墓石は元は四角いものだったらしいが、ギャンブラーが縁起を担いで削り取るため、丸くなっています。そのためか、今はフェンスで囲まれている。このお墓の並びは全て同じ長岡家で占められていて実に壮観です。

国定忠治5
↑善應寺に徳が建立した情深墳

伊勢崎市の善應寺には忠治の妾であった菊池徳が建立した情深墳(じょうしんづか)というのがある。この石塔がどんな意味があるのかよく分かりません。
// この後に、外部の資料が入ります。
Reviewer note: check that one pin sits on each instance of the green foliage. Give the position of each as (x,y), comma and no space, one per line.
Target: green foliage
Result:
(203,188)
伝承によると、この寺には菊池徳が手下に盗み出させた遺体の片腕が過去にあったようです。ただ眉唾のような気もします。処刑遺体を盗みだすというストーリーは定型ばなしになっていますから。石塔の文字は忠治の戒名だと思いますが、遊道花楽居士とは冗談なのかと思えます。

国定忠治9
↑浮世絵師 一椿斎芳輝が描いた徳の還暦肖像画
(書籍画像からの引用なので一部画像編集しています)

徳は忠次の子分の妻女であったらしいが、夫の死後は忠次の逃亡の手助けをした女傑ということです。女侠客であると共に、忠次の死後も自立したキャリアウーマンとして財を成したということ。晩年になってからの肖像画にも風格が感じられる。